Debt: the negative to the positive
Friday 02 December, 2011 | Sharon Sebastian
WE live in a society where if you want something you can get it immediately, whether it is that big screen television, a new pair of shoes, or renovation work for your house, as access to finance is easy. But so is the debt trap you could very well find yourself in.
“Everyone wants new stuff effectively every time,” Personal Wealth Advisers principal Cameron Howlett said.
Once people are caught up in the “keeping up with the Jones’ attitude”, it is very hard to break out of it, he says. “It becomes difficult to rationalise paying things off.” And by “paying things off”, Howlett refers to the interest free finance deals at stores, on credit cards as well as loans.
“I’ll give you an example, I had a client who was in a well paying job and there was an expectation for her to look presentable and dress well,” he said. “She was in her 30s and her financial situation was that she owed about $80,000 in credit card debt and effectively had no assets to speak of.”
Howlett said she was paying 15% interest, which worked out to about $12,000 a year in interest. “What was going into her bank account she was spending, despite earning a really good income, and the interest is eating away at her capacity to pay down that debt.”
“It just gets harder and harder, and harder the longer it goes on.”
There were two options for this particular client, Howlett said. “The first, which is the most preferred, is to set up some sort of payment plan to pay off that debt over a period of time. The second solution is to declare bankruptcy, and once you declare bankruptcy that effectively means that those debts are foregone and you won’t be able to get finance for a number of years.”
This client had a goal of purchasing a house in a couple of years and if she declared bankruptcy, she was not going to be able to get finance, he said. In this particular client’s situation, she was on a good income, but just could not manage her spending patterns. “So what we ended up doing was reducing the amount of money she actually had to spend,” Howlett said. “This effectively meant cutting off all access to credit, cutting up the cards and also setting up a pattern where her fixed expenses such as phone bill, rent were automatically taken out of her weekly pay of about $5000 a fortnight.”
A separate bank account was set up for her spending money for the fortnight that was scaled back, he said. “So, there was a significant amount of surplus that was leftover that we took and put back onto the credit card.”
Paying off debt is about setting up the right payment structure, Howlett said, and living within your means. “[For this client], it meant significant cutbacks to her lifestyle in order to get her finances in order.”

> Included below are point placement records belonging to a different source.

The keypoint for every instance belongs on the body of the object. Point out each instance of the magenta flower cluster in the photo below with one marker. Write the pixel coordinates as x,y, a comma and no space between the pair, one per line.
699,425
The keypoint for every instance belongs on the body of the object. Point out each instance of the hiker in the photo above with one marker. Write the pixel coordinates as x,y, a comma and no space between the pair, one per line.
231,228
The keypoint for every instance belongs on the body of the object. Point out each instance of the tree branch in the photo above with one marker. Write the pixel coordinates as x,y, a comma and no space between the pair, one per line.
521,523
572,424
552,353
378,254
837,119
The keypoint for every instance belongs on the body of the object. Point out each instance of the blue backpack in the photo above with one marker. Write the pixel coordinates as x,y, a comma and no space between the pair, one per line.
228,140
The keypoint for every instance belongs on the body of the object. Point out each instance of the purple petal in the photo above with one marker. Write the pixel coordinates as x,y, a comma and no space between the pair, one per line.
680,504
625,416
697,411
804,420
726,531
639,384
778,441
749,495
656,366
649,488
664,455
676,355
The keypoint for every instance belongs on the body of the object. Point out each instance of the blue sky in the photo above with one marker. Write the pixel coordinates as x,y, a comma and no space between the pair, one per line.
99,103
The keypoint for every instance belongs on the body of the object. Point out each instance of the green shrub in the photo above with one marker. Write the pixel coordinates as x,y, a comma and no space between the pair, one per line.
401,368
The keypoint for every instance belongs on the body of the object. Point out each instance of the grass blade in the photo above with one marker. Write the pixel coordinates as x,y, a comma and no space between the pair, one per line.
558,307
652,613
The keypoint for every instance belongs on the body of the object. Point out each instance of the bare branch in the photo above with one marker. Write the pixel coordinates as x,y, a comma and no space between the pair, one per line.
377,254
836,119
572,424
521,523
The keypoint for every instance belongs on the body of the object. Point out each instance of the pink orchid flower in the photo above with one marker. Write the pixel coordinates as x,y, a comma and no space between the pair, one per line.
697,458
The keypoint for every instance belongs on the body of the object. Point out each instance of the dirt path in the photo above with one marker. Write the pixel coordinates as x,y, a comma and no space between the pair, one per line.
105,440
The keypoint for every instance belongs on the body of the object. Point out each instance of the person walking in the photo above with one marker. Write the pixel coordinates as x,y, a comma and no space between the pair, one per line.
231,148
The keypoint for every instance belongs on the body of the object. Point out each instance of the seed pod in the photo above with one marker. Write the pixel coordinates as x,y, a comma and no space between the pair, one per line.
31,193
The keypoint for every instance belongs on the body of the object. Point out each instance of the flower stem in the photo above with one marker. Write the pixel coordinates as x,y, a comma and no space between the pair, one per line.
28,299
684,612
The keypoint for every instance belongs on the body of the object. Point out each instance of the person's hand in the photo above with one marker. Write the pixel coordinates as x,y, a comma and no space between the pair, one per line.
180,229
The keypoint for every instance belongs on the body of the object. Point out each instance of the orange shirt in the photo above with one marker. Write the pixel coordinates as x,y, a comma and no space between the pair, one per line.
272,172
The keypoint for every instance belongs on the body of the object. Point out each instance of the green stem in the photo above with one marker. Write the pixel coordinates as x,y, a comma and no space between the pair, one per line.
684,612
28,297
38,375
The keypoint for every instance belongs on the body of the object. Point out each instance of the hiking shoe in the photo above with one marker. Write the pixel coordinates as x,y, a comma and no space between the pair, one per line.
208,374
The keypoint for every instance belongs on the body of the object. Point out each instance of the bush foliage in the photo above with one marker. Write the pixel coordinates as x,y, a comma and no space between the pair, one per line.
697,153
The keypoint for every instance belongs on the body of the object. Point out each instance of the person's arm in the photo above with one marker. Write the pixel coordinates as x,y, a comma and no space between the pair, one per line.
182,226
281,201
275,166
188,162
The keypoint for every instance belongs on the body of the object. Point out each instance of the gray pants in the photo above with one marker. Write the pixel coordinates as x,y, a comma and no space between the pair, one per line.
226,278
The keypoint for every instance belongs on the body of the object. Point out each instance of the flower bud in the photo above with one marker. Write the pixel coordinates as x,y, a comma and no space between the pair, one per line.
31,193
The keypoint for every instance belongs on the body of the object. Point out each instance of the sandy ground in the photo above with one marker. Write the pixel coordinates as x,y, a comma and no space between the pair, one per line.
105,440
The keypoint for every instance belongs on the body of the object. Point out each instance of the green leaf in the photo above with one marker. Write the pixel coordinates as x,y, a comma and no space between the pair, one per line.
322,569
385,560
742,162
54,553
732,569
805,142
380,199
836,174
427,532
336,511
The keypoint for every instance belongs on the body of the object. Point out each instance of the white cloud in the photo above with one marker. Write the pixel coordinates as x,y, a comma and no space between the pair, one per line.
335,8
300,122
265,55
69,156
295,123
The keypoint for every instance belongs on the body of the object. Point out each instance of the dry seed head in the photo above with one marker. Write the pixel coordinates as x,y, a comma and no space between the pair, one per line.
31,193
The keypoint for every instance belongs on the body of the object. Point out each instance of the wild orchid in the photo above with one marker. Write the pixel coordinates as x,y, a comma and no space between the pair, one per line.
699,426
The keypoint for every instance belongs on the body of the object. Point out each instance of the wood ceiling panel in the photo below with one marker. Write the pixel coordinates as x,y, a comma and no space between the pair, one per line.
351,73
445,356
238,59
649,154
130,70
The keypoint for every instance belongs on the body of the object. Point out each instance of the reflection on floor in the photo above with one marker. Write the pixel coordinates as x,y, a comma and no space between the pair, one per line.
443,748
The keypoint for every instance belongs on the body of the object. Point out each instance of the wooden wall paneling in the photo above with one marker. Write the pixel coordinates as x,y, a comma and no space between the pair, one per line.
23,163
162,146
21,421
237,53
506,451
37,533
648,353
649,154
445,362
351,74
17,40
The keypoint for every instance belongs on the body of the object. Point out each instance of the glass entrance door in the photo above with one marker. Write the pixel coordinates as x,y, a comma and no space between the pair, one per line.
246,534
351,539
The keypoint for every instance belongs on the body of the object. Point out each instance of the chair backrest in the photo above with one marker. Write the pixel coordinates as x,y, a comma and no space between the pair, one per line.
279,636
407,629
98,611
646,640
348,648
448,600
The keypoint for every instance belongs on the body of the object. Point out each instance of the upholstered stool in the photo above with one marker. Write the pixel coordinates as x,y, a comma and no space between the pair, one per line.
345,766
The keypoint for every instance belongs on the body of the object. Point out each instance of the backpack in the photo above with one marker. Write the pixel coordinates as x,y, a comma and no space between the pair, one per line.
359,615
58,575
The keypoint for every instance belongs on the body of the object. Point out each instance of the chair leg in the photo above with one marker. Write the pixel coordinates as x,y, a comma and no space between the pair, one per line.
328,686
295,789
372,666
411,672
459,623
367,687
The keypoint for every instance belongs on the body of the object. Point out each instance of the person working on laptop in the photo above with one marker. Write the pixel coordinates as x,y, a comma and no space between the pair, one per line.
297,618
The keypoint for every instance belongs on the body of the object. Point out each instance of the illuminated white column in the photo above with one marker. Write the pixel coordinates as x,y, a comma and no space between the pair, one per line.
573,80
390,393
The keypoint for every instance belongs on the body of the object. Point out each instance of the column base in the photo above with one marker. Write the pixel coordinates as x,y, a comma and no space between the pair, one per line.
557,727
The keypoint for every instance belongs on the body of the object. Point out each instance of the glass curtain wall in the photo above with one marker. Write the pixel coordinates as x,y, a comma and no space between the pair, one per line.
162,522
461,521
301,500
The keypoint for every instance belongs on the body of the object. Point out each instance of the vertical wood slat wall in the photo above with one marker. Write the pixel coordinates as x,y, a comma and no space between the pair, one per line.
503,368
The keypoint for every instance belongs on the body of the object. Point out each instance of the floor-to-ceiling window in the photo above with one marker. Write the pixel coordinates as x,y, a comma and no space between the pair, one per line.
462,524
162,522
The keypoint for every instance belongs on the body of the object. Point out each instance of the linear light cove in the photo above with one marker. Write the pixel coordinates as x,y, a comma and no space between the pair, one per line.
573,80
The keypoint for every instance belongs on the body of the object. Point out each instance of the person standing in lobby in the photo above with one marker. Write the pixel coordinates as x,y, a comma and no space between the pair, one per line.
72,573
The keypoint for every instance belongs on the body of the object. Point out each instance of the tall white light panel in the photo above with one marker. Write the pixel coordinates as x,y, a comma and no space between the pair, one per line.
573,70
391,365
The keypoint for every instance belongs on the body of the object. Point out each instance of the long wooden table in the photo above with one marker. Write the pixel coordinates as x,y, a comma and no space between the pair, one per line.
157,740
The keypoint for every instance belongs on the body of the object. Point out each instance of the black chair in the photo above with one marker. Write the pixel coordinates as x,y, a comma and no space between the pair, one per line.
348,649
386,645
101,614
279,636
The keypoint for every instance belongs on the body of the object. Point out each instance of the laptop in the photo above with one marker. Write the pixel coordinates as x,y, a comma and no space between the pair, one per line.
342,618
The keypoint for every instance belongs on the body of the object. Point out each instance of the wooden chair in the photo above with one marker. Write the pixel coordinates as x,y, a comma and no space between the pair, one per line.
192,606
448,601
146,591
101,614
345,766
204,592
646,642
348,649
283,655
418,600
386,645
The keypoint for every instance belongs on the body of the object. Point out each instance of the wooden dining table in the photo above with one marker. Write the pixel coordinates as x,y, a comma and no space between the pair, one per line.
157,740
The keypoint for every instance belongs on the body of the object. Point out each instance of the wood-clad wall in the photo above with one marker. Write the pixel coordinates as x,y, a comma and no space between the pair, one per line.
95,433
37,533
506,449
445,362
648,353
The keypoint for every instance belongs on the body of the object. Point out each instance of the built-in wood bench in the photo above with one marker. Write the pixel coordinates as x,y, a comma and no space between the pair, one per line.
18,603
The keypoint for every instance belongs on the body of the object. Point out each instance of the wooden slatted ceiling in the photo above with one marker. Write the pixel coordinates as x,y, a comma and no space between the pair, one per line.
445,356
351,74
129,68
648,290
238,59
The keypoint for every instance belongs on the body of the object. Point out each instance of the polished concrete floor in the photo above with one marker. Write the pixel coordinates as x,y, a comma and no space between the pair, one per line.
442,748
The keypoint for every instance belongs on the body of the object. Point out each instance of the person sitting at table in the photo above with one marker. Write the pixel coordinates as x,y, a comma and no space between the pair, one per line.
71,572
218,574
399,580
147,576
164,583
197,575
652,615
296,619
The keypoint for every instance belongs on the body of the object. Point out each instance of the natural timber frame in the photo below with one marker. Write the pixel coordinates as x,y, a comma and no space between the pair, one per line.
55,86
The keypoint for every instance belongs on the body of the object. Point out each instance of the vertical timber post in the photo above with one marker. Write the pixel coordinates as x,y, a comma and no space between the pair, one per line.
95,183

At some point, debt needs to be paid back as it can affect a person’s retirement plans as well, he said. “For example, these clients a number of years ago [husband and wife] owned a property in the eastern suburbs in Melbourne that was worth a couple of million dollars. They had done major renovations to the property and had paid interest only on the loan. So effectively it meant that the debt of the property was at $800,000, while the property was worth $2 million,” Howlett said. The client was 55 years old and had a good income, but the majority of his income was going to pay the interest on this debt. “So they are asset rich and cash flow poor.”
The husband worked and had about $300,000 in super but the wife had no super and did not work. In five years time, at best, the husband could have about $600,000 in super and one option is to withdraw it to pay off some of the debt, Howlett said. “So when they both retire they could go on the aged pension, which is about $23,000 per annum. Going from a lifestyle [for these clients] where they are living on $80-90,000 per annum to $23,000 just does not work.”
The second option was to sell the property. “This is the family home and there are emotional attachments to it,” he said. “So they are stuck either way, and what caused this problem in the first place is that they did renovations on the property and only paid interest. What interest only means is that you are not paying any principal off the loan at all. This won’t reduce your debt.”
Payment plans to pay off debt is specific to each individual and dependant on who the creditors are. “It’s is important to not put yourself in the situation in the first place,” he said. “People need to understand that debt is limiting and restricts you on what you can do later on in life, it’s the minus to the plus side.”
Howlett’s advice for anyone planning on taking on significant debt is to make sure that you can at least make the interest repayments but also make the same amount in principal repayments. “So if your home loan is $400,000 with an interest rate of 6%, the key is to pay off the same amount in principal.”